You certainly have examples in the smaller practices of the super user. It’s not to say that physicians in smaller practices can’t do that; it’s just the resources they need to set it up, test it, and the troubleshooting to make sure all the functionality works, there’s a huge resource investment that goes into that. Many of the standalone systems are Web based so all the upgrading is invisible to the physician because that’s all being done by the vendor. Some of that is mitigated by some of the vendors to use some of those ASP [application service provider] systems, but there are still challenges to use all the new functionality.

HCI: How much do you think meaningful use will incentivize physicians to use advanced e-prescribing features?

Grossman: Clearly with respect to transmission electronically, meaningful use is likely to have a direct impact on the use of that functionality for physicians that have that IT. So, right now they say 40 percent of prescriptions that are allowed, so the scheduled drugs the DEA allows, are to be sent electronically.
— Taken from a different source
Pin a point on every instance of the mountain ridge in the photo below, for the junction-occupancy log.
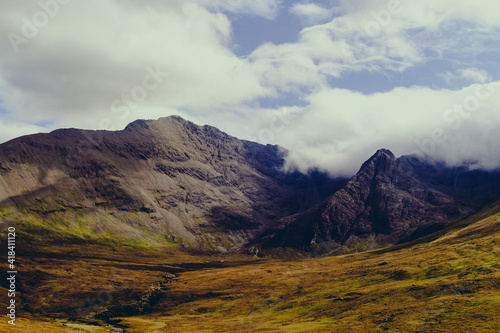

I think this will definitely have an impact for those physicians who are responding to the incentives. Once physicians get that functionality in place and working, they’re going to use it frequently for all their prescriptions because it can be actually much easier.

I think for the other types of functionality right now, the requirements for the drug to drug interaction functionality has to be there and the drug formulary functionality is an option under that menu. There is also medication history that we didn’t talk about in this study, that’s a functionality provided by vendors like SureScripts that [allows] access to adjudicated claims data from health plans that patients are covered under. It shows what drugs they’ve bought under insurance plans. So that was actually not included in meaningful use, although it’s included under the MIPPA [Medicare Improvements for Patients and Providers Act] requirements as a functionality.

HCI: What do you think CIOs can do to encourage usage of e-prescribing?

Grossman: One thing is training, and that means making sure the physicians are aware of the functionality, and as systems get upgraded and changed, if access to that functionality changes, the physicians are made aware of that and don’t assume that they know.

The second thing is being able to work with the IT staff and the practice administrators to make sure the functionality is working well—testing to make sure the patient match is working, and that the formulary information is actually available to physicians at the point of prescribing. Also, that it’s up to date so that if there’s a major local health plan missing, that they’re going back to their vendor. Also, having someone troubleshooting across the practice. While incentives are useful , I think that when physicians find this functionality useful, it’s a kind of cost-benefit. If they find it valuable, and the value is worth the time it takes them to do it, they will do it. But if it turns out that it’s not worth the time to them, they’re not going to use it. For example, with formularies if that does it make it easier to make a decision with patients upfront and improve efficiency [they will use it].

There are a lot issues outside of the scope of the practice itself. There’s getting good formulary information and making it available. Getting all the local pharmacies onboard and having them send all their prescriptions electronically and making sure the connectivity works smoothly between them. EMR designers [need] to design systems that trigger alerts in a way that’s helpful to the practice and make it easy for physicians to set up. So there are a lot of other entities that need to be engaged, so its health plans, mail order, retail pharmacies, pharmacy benefit managers, and EMR vendors. So the point that we ended with in the issue brief was that in many ways e-prescribing is a more advanced IT functionality in terms of interoperability and in terms of health information exchange of data. There are still many challenges. It’s a complex task to setting up that connectivity and that interoperability and the exchange of that data and the quality of that data. It’s sort of a harbinger for the challenges that people face in implementing EHRs more fully because they’re much more complex.